OtterMambaLM-Indonesian 🦦

Model bahasa Indonesia eksperimental berbasis arsitektur Mamba2 (State Space Model).

Experimental Indonesian language model based on Mamba2 (State Space Model) architecture.

Model ini dibuat untuk tujuan riset dan pembelajaran arsitektur SSM pada bahasa Indonesia. Bukan untuk produksi.

This model is built for research and learning purposes on SSM architecture for Indonesian language.

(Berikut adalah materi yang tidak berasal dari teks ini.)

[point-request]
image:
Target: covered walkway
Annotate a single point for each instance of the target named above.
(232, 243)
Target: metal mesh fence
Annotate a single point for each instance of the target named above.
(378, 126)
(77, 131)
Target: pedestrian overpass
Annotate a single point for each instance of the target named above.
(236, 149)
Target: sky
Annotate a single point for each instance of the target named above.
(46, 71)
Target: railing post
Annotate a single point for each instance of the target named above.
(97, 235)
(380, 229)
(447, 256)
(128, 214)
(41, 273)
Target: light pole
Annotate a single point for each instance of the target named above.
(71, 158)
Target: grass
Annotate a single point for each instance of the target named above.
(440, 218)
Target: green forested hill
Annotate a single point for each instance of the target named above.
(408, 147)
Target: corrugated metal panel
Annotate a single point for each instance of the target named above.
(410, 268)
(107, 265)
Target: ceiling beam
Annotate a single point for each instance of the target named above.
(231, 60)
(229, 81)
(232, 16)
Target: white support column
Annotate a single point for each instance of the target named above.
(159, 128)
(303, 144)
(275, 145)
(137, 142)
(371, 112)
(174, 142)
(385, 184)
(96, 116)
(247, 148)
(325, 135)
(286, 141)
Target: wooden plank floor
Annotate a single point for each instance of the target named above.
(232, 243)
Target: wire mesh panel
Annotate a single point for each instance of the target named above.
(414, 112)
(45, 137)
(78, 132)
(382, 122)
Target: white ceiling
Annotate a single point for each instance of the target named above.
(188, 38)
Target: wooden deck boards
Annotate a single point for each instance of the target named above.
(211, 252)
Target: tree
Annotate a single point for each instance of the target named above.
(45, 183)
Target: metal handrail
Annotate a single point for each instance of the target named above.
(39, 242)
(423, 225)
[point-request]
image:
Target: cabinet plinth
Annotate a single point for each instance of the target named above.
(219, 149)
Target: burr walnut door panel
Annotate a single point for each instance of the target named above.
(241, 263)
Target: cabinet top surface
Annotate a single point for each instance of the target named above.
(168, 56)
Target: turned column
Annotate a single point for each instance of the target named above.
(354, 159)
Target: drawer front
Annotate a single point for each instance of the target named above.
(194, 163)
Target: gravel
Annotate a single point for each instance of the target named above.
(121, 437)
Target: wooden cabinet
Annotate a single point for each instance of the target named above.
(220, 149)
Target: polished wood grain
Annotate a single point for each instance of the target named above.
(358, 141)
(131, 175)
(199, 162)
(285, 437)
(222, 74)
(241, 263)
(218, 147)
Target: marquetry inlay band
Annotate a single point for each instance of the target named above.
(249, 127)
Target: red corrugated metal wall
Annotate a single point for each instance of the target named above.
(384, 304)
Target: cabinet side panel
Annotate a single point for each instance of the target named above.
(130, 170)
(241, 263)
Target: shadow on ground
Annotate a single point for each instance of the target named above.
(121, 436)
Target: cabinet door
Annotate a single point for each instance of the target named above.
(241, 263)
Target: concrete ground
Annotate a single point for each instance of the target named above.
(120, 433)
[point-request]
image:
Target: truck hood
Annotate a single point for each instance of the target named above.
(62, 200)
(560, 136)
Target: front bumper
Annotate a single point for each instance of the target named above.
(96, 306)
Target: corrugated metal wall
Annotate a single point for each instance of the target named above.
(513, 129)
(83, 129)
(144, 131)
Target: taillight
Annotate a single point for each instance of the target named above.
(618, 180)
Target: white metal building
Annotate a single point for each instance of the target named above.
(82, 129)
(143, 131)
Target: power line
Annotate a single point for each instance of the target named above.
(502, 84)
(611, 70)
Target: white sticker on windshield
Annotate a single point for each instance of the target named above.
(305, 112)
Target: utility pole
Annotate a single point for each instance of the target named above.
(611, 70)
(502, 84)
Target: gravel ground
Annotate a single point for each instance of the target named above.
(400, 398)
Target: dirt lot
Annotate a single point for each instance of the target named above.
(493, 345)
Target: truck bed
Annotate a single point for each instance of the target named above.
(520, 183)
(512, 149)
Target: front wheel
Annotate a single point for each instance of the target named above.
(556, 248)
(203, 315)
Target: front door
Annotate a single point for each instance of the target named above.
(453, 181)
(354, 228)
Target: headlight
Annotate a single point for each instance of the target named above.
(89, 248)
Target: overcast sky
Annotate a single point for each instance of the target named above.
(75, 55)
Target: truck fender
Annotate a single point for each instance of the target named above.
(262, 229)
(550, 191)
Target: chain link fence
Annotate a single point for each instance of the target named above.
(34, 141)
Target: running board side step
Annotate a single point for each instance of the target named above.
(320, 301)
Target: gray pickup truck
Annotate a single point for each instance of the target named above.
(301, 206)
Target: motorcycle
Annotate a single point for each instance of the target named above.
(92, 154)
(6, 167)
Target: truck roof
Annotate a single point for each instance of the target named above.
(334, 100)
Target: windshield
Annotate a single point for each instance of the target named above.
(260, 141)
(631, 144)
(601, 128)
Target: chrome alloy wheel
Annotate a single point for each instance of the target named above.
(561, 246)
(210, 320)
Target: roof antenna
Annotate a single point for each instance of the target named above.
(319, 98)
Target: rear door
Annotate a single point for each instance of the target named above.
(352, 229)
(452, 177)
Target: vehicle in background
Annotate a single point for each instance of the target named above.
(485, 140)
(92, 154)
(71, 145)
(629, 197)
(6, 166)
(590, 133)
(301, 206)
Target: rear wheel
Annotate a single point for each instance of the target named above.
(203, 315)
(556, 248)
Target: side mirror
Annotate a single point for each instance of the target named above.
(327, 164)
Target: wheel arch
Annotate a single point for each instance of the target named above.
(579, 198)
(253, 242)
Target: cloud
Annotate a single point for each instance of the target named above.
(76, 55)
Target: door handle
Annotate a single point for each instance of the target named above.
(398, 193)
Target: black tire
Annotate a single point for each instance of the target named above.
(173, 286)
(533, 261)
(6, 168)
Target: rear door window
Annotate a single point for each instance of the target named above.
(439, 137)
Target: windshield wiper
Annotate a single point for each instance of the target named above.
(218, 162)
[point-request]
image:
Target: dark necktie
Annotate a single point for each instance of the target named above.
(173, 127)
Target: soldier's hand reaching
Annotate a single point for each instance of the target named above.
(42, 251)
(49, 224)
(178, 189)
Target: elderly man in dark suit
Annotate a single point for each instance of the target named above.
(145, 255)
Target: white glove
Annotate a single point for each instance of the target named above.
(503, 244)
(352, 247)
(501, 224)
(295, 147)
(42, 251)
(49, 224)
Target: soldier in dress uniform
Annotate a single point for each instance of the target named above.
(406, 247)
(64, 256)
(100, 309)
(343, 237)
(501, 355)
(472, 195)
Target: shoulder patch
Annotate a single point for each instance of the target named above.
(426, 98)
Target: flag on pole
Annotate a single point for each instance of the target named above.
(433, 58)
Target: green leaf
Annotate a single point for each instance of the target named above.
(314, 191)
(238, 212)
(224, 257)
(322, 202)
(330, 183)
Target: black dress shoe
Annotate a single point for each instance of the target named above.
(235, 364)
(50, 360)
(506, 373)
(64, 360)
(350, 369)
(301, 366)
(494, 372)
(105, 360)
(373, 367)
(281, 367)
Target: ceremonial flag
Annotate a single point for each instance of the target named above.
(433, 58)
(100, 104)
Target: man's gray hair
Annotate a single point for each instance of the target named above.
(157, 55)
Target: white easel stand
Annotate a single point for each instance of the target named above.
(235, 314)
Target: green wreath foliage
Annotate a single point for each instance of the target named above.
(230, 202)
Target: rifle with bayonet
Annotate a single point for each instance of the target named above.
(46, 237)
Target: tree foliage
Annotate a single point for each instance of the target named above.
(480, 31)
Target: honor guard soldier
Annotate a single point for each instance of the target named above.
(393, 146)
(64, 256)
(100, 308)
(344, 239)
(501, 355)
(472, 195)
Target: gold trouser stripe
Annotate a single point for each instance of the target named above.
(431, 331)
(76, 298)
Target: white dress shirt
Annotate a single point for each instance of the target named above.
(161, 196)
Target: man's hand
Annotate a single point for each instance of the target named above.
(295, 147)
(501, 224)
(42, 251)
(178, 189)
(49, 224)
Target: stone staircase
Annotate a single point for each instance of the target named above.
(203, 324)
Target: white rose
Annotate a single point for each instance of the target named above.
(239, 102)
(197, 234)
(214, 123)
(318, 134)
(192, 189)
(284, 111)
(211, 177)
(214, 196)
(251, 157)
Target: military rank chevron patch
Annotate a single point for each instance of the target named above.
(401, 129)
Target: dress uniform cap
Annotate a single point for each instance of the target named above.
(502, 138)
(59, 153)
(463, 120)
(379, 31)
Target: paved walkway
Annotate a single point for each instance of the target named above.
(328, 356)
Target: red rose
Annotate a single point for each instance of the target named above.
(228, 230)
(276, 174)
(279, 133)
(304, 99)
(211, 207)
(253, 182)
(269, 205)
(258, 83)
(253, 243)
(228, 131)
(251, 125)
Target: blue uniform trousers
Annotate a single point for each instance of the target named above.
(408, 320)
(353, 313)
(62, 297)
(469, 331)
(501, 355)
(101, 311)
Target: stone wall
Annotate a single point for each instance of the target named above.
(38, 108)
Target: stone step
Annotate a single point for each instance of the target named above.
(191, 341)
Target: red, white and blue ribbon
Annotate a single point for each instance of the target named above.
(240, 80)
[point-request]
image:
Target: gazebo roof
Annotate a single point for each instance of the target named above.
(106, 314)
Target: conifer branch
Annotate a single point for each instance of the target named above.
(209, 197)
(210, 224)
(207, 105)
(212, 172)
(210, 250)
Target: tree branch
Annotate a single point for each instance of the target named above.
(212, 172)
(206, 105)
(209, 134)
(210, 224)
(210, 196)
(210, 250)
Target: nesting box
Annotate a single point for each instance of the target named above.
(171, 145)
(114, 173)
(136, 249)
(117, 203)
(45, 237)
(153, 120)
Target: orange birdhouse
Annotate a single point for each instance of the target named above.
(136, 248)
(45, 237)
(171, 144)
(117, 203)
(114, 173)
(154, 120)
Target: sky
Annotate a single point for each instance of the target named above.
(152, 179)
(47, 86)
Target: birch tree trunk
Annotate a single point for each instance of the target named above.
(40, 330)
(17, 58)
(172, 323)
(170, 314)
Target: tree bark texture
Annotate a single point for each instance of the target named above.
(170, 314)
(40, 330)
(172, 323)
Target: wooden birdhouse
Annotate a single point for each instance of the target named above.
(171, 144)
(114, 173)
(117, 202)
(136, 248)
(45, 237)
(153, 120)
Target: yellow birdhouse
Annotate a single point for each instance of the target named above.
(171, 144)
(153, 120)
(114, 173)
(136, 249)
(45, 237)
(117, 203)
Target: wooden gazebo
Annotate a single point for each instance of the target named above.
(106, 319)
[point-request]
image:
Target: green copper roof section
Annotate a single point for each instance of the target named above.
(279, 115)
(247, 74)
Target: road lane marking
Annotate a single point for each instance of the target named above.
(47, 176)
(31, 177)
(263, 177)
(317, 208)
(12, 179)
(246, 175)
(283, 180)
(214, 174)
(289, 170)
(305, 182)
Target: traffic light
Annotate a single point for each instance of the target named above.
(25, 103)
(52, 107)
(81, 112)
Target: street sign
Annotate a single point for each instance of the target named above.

Not for production use.

📊 Model Details / Detail Model

Detail	Value
Architecture	Mamba2 + RMSNorm
Parameters	38 Million
Vocab Size	30,521 (IndoBERT)
Training Data	Indonesian Wikipedia (subset)
Training Steps	3 Epochs 3.8% of real dataset
Max Sequence	256 tokens
Precision	FP16 (AMP)

🚀 Usage / Penggunaan

Karena ini custom architecture, kamu perlu mendefinisikan class model-nya dulu sebelum load weights.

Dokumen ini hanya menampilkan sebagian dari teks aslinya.